History

United Kingdom
- Name: Bencoolen
- Namesake: British Bencoolen
- Owner: 1818:Jones & Co.; 1832:William Martin; 1839:R. Brown, London;
- Builder: Liverpool
- Launched: 1818
- Fate: Broken up 1844

General characteristics
- Tons burthen: 416, or 41653⁄94 (bm)
- Length: 114 ft 2 in (34.8 m)
- Beam: 26 ft 8 in (8.1 m)
- Propulsion: Sail
- Notes: Three decks

= Bencoolen (1818 ship) =

Bencoolen was a merchant ship built at Liverpool, England, in 1818. She made a number of voyages to Australia with cargo and undertook one voyage transporting convicts to New South Wales. She also made one voyage to India for the British East India Company (EIC). She was broken up in 1844.

==Career==
Bencoolen first appeared in Lloyd's Register in 1819. Her master was J. Anstice, her owner Jones & Co., and her trade was Liverpool — India.

Under the command of Joseph Anstice and surgeon William Evans, she sailed from Cork, Ireland on 24 April 1819, and arrived at Sydney 25 August. She embarked 150 male convicts and had no deaths en route. The guard consisted of detachments of the 46th and 87th Regiments of Foot. In September most of her convicts were transhipped aboard to Tasmania.

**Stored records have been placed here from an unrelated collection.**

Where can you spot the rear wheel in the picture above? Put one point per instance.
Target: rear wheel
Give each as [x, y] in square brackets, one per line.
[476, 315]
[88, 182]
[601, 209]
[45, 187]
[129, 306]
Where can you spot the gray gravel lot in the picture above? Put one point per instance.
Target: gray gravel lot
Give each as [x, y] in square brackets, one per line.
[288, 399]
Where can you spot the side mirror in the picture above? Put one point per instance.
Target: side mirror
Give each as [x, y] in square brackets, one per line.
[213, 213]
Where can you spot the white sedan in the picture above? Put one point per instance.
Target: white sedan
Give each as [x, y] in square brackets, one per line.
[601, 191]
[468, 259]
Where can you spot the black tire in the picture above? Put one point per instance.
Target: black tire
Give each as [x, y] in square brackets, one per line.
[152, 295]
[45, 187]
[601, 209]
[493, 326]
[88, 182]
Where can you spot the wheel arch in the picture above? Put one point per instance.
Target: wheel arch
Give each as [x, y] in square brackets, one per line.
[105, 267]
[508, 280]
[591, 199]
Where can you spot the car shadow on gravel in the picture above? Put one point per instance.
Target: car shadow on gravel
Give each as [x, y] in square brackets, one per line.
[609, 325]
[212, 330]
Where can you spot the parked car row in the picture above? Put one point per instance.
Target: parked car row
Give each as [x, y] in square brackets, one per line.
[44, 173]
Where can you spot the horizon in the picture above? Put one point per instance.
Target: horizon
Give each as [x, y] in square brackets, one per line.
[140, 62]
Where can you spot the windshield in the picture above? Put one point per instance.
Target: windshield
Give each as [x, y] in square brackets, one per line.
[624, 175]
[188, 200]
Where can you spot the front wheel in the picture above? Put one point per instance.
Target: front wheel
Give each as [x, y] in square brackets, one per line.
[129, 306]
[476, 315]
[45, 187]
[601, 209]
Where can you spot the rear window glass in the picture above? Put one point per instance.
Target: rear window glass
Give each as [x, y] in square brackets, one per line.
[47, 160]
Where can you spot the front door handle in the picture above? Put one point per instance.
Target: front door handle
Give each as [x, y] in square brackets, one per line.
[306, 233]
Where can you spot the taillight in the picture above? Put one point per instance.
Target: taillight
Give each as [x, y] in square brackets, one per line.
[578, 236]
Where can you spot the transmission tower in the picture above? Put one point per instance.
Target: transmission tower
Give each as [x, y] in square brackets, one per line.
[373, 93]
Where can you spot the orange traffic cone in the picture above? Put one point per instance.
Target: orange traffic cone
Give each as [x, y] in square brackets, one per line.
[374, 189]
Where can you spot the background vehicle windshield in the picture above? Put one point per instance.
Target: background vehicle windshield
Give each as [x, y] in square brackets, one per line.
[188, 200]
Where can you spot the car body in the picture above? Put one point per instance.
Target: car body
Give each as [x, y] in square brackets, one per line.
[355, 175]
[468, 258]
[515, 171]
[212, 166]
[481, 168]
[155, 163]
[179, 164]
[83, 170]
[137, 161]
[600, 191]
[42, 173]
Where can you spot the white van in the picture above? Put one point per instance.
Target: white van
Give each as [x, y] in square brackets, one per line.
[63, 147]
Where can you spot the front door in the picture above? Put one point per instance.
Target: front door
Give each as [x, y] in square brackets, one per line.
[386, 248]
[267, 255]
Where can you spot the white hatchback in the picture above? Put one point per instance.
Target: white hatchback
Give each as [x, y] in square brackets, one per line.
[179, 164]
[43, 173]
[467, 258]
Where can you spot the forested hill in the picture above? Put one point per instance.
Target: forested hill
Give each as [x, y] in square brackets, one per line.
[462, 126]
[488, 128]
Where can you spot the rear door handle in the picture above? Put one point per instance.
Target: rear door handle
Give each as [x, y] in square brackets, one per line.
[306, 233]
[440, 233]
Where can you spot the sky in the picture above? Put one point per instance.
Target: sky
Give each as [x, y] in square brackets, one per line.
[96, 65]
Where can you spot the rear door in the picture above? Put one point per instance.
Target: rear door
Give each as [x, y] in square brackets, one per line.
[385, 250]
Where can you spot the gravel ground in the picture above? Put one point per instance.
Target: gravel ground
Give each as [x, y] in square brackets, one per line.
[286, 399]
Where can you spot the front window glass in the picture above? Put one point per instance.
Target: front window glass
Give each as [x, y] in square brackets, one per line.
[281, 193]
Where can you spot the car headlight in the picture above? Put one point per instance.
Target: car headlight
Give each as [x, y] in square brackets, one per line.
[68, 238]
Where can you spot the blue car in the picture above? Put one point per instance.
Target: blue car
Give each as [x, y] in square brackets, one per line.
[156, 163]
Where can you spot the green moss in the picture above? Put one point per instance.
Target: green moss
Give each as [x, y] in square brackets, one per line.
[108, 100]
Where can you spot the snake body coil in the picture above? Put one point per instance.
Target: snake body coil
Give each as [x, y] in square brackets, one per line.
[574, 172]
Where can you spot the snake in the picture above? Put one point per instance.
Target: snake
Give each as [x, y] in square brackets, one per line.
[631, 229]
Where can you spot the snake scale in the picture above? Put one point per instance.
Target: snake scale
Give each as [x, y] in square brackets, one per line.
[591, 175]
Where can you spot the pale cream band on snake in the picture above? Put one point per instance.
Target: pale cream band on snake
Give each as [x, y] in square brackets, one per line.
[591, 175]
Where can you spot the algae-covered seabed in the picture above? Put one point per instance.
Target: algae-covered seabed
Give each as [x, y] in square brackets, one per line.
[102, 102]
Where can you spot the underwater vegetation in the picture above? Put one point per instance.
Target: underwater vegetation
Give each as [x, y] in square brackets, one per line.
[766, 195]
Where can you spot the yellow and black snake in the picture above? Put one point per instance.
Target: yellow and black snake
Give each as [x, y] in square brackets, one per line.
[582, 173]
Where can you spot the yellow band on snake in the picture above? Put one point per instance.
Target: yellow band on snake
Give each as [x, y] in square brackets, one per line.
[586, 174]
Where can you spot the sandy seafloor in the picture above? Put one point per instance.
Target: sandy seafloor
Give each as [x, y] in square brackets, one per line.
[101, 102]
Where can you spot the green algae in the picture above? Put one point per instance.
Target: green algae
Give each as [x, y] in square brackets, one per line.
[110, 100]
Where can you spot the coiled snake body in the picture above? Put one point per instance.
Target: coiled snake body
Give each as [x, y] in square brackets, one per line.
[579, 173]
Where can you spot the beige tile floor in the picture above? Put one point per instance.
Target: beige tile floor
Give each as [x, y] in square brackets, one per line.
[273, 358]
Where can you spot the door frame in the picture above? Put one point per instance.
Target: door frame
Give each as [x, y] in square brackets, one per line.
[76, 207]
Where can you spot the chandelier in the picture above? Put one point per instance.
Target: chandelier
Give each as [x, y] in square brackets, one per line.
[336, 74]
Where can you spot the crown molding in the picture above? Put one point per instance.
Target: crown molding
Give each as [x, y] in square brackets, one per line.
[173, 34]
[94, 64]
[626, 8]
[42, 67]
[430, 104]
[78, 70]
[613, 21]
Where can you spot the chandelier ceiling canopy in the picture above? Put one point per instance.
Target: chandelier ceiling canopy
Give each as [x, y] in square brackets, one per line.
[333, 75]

Bencoolen departed Port Jackson on 10 October 1819, bound for Calcutta.

On 8 August 1832, Captain William Tullis sailed from the Downs, bound for Bengal under charter to the EIC. She arrived at Calcutta on 27 December. Homeward-bound, she was at Diamond Harbour on 11 February 1833, reached St Helena on 24 April, and arrived at Blackwall on 15 June.

==Fate==
Bencoolen was last listed in Lloyd's Register in 1843, and was broken up in 1844.